Reputation: 357
I am working on parsing Matlab structured arrays in Python. For simplicity, the data structure ultimately consists of 3 fields, say header, body, trailer. Creating some data in Matlab for example:
header_data = {100, 100, 100};
body_data = {1234, 100, 4321};
trailer_data = {1001, 1001, 1001};
data = struct('header', header_data, 'body', body_data, 'trailer', trailer_data);
yields a 1x3 struct array.
This data is then read in Python as follows:
import scipy.io as sio
import numpy as np
matlab_data = sio.loadmat('data.mat', squeeze_me=True)
data = matlab['data']
This makes data
a 1-dimensional numpy.ndarray
of size 3 with dtype=dtype([('header', 'O'), ('body', 'O'), ('trailer', 'O')])
, which I can happily iterate through using numpy.nditer
and extract and parse the data from each struct.

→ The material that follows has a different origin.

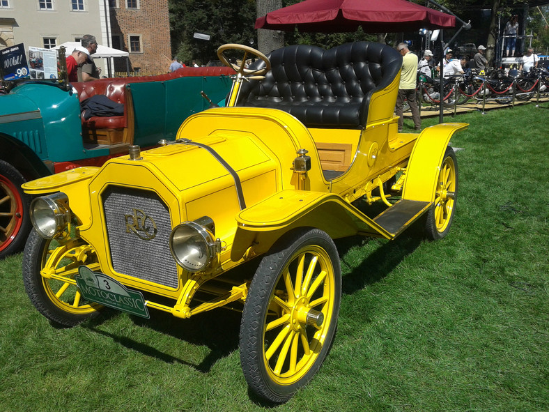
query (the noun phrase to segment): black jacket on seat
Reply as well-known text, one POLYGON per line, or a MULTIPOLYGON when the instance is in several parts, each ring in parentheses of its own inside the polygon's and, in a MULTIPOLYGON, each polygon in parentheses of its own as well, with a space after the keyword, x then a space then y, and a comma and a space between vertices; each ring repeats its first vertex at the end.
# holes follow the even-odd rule
MULTIPOLYGON (((279 109, 309 128, 364 127, 372 93, 389 86, 402 67, 400 53, 369 42, 330 50, 293 45, 268 57, 270 71, 242 84, 237 105, 279 109)), ((264 66, 260 60, 249 68, 264 66)))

The problem I'm trying to overcome is that unfortunately (and out of my control) in some of the files I need to parse, the above defined struct arrays are themselves a member of another struct array with a field msg
. Continuing with my example in Matlab:
messages = struct('msg', {data(1), data(2), data(3)});
When this is loaded with scipy.loadmat
in Python, it results in a 1-dimensional numpy.ndarray
of size 3 with dtype=dtype([('msg', 'O')])
. In order to reuse the same function for parsing the data fields, I'd need to have logic to detect the msg
field, if it exists, and then extract each numpy.void
from there before calling the function to parse the individual header, body and trailer fields.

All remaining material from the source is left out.